Autopsie d'un ratage

Pascal Bouchard, journaliste et essayiste, auteur de École cherche ministre (ESF, 2007). Il fait partie du comité de pilotage du projet de collèges expérimentaux réuni par G. Cohn-Bendit.

Le Collectif d'Initiatives Éducatives soutient des projets destinés aux élèves " tels qu'ils sont, et non tels qu'on les rêve ", la mise en oeuvre du socle commun et l'introduction du droit dans l'enseignement et la vie scolaire. Il demande l'engagement d'enseignants volontaires. Pascal Bouchard revient sur sa mise en échec actuelle.

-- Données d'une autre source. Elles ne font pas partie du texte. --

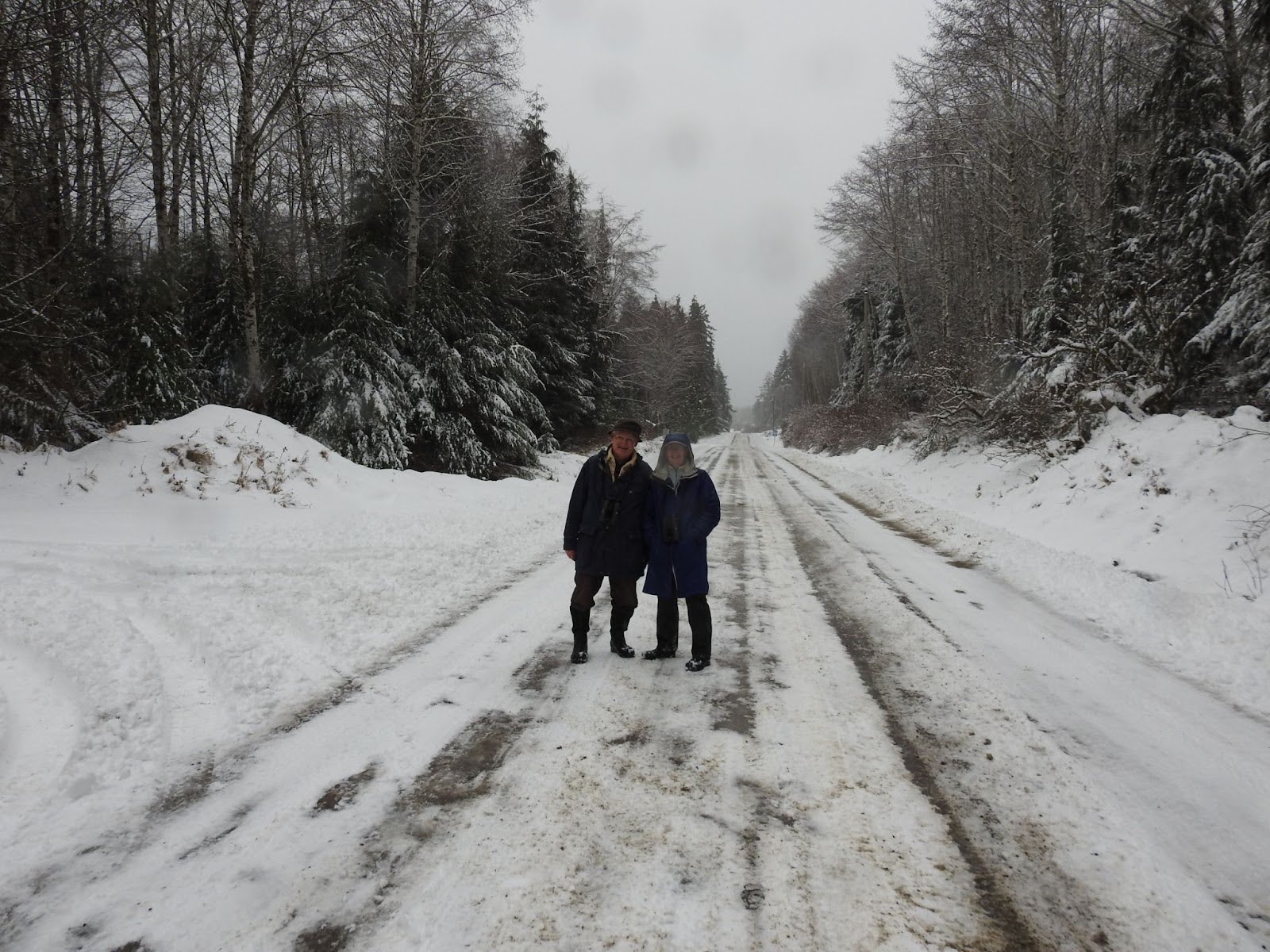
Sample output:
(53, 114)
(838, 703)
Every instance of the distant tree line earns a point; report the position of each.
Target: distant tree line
(1072, 213)
(323, 211)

Quand j'ai accepté l'invitation de Gabriel Cohn-Bendit à participer au petit groupe d'experts qu'il réunissait pour l'aider à constituer des équipes enseignantes cohérentes et volontaires dans des collèges en difficulté, j'étais certain d'aller à l'échec. Je venais de publier École cherche ministre, où j'expliquais pourquoi l'administration de l'Éducation nationale était, structurellement, incapable de soutenir de telles initiatives. En même temps, toutes les conditions semblaient réunies pour que, cette fois-ci, " ça marche". Ou bien nous réussissions et mon analyse était démentie, ou bien nous échouions, et je connaîtrais l'amertume d'un ratage. Je n'ai pourtant pas hésité. Indépendamment de l'amitié que j'ai pour Gaby, je suis journaliste et je ne pouvais refuser un tel poste d'observation du fonctionnement de notre système éducatif.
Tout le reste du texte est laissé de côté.